Gaussian Mixture Model (GMM) is a special kind of mixture model. In GMM, parameters are estimated from training data using iterative Expectation-Maximization (EM) algorithm or Maximum A Posteriori (MAP) estimation from a prior model. This post will discuss how to estimate parameters by EM.

In Mixture of Gaussians, variables are sampled from a weighted summation of Gaussian densities:  $latex p(x)=\sum_{k=1}^{K} \pi_k \cdot N(x|\mu_k, \Sigma_k) &s=1$

where $latex \sum_{k=1}^{K} \pi_k = 1&s=1$. Parameters are $latex \theta=\{\pi_k,\mu_k, \Sigma_k\}_{k=1}^{K} &s=1$, and data are $latex X=\{x_j\}_{j=1}^{N} &s=1$.

Expectation-Maximization (EM) algorithm can be used to find the (local) optimum solution of MLE.

The log likelihood of the data is $latex L(X) = \sum_{j} \log p(x_j|\theta) &s=1$

In EM, we assume the existence of latent variables $latex z_{j} (z_j = 1, \cdots, K) &s=1$, which means the distribution $latex x_j &s=1$ comes from. We use $latex \phi_{jk} &s=1$ to represent the probability that $latex x_j&s=1$ comes from $latex k^{th} &s=1$ distribution:  $latex \phi_{jk} = p(z_j = k|X,\theta) &s=1$. Therefore we have

$latex \begin{array}{cll} L(X|\theta) & = & \sum_j \log p(x_j|\theta) \\
& = & \sum_j \log \sum_k p(x_j,z_j=k|\theta) \\
& = & \sum_j \log { \sum_k p(z_j=k|x_j, \theta^{(i)}) \cdot \frac {p(x_j,z_j|\theta)} {p(z_j=k|x_j, \theta^{(i)})} } \\
& \ge & \sum_j \sum_k p(z_j=k|x_j, \theta^{(i)}) \cdot \log \frac {p(x_j,z_j|\theta)} {p(z_j=k|x_j, \theta^{(i)})} \end{array}&s=1$

In E-step, we have already calculated the Q function:

$latex \begin{array}{cll} Q(\theta,\theta^{(i)}) & = & \sum_j \sum_k p(z_j=k|x_j, \theta^{(i)}) \cdot \log p(x_j,z_j|\theta) \\
& = &\sum_j \sum_k p(z_j=k|x_j, \theta^{(i)}) \cdot (\log \pi_k + \log N(x_j|\mu_k,\Sigma_k)) \end{array}&s=1$.
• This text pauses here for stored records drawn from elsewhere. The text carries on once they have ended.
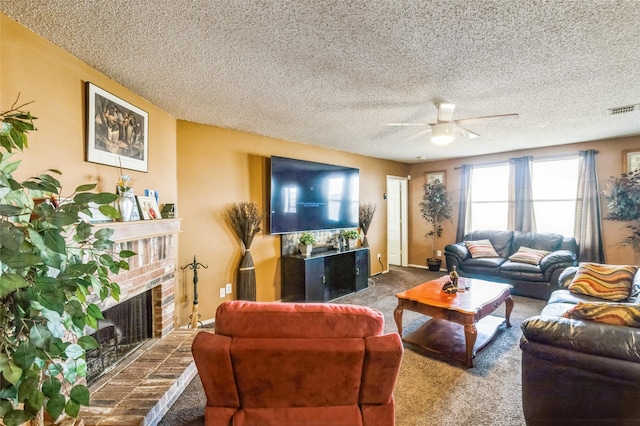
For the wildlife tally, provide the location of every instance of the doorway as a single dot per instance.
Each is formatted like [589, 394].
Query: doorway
[397, 205]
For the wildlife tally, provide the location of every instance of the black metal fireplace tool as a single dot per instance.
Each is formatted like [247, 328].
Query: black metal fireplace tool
[195, 316]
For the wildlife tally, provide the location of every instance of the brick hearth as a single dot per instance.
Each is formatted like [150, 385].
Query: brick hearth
[140, 389]
[140, 392]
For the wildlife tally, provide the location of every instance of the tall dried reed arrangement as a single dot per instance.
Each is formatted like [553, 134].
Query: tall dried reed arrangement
[367, 211]
[244, 219]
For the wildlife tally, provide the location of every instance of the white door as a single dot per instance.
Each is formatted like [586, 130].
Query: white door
[396, 221]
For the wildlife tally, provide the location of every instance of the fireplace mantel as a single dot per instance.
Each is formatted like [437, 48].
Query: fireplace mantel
[140, 229]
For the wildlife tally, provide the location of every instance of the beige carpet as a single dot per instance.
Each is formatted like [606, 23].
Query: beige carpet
[431, 390]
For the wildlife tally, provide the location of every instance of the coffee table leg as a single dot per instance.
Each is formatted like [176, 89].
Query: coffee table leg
[509, 306]
[397, 315]
[470, 336]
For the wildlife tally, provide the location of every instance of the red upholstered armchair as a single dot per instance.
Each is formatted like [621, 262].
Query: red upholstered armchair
[298, 364]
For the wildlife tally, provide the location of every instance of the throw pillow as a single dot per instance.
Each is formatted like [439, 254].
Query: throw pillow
[611, 282]
[608, 313]
[528, 255]
[481, 248]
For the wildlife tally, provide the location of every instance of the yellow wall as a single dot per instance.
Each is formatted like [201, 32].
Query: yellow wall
[204, 169]
[608, 163]
[217, 167]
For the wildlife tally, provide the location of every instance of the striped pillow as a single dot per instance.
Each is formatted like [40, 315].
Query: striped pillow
[481, 248]
[608, 313]
[528, 255]
[611, 282]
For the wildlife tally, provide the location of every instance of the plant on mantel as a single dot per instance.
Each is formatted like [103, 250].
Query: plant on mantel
[53, 267]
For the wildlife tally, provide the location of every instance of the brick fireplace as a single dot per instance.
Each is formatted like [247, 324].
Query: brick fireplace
[152, 269]
[140, 388]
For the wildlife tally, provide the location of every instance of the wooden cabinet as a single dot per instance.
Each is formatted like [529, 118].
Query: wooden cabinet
[324, 276]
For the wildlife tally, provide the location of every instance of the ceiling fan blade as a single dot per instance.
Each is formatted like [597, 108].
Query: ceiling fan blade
[417, 135]
[474, 120]
[445, 111]
[408, 124]
[467, 133]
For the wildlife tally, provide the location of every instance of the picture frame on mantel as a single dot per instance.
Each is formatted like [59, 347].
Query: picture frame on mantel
[117, 131]
[630, 160]
[432, 176]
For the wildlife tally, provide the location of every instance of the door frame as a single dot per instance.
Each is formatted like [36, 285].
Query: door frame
[404, 221]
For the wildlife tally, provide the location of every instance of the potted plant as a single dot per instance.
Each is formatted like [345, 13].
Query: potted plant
[435, 207]
[351, 235]
[366, 213]
[623, 203]
[53, 271]
[305, 243]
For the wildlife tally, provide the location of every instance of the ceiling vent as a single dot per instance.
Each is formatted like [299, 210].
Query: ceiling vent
[623, 110]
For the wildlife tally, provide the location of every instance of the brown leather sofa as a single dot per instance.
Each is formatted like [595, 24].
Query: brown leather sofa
[298, 364]
[537, 281]
[576, 371]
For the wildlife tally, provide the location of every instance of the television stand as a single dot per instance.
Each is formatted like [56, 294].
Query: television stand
[325, 275]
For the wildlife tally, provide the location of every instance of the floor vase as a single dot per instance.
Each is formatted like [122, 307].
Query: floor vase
[246, 278]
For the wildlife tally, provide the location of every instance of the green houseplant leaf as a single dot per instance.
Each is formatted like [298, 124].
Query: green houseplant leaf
[53, 271]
In M-step (remember: M-step will maximize Q function w.r.t parameters; we can find either closed-form solution or use gradient descent, etc.):

(1) $latex \phi_{jk}^{(i)}=p(z_j=k|X,\theta^{(i)})=\frac{p(z_j=k,X|\theta^{(i)})} {\sum_{k’}{p(z_j=k’,X|\theta^{(i)})}} &s=1$, where $latex p(z_j=k,x_j|\theta^{(i)}) = \pi_k N(x_j|\mu_k^{(i)}, \Sigma_k^{(i)}) &s=1$

(2) Maximize $latex Q(\theta,\theta^{(i)}) &s=1$ w.r.t. $latex \theta &s=1$. This optimization process may require knowledge about Lagrange multiplier. For example, when updating $latex \pi_k &s=1$, because of the constraint on $latex \pi_k &s=1$, we will maximize the following function:

$latex J(\theta,\theta^{(i)}) = Q(\theta,\theta^{(i)}) + \lambda (\sum_k \pi_k -1) &s=1$

By setting the derivation w.r.t $latex \pi_k &s=1$ to zero, we can get the value of $latex \lambda &s=1$, thus getting the closed-form of updating rule of $latex \pi_k &s=1$.

Ref: Gaussian Mixture Models, A guide to EM and Mixture Models

I will never use the equation system in wp again…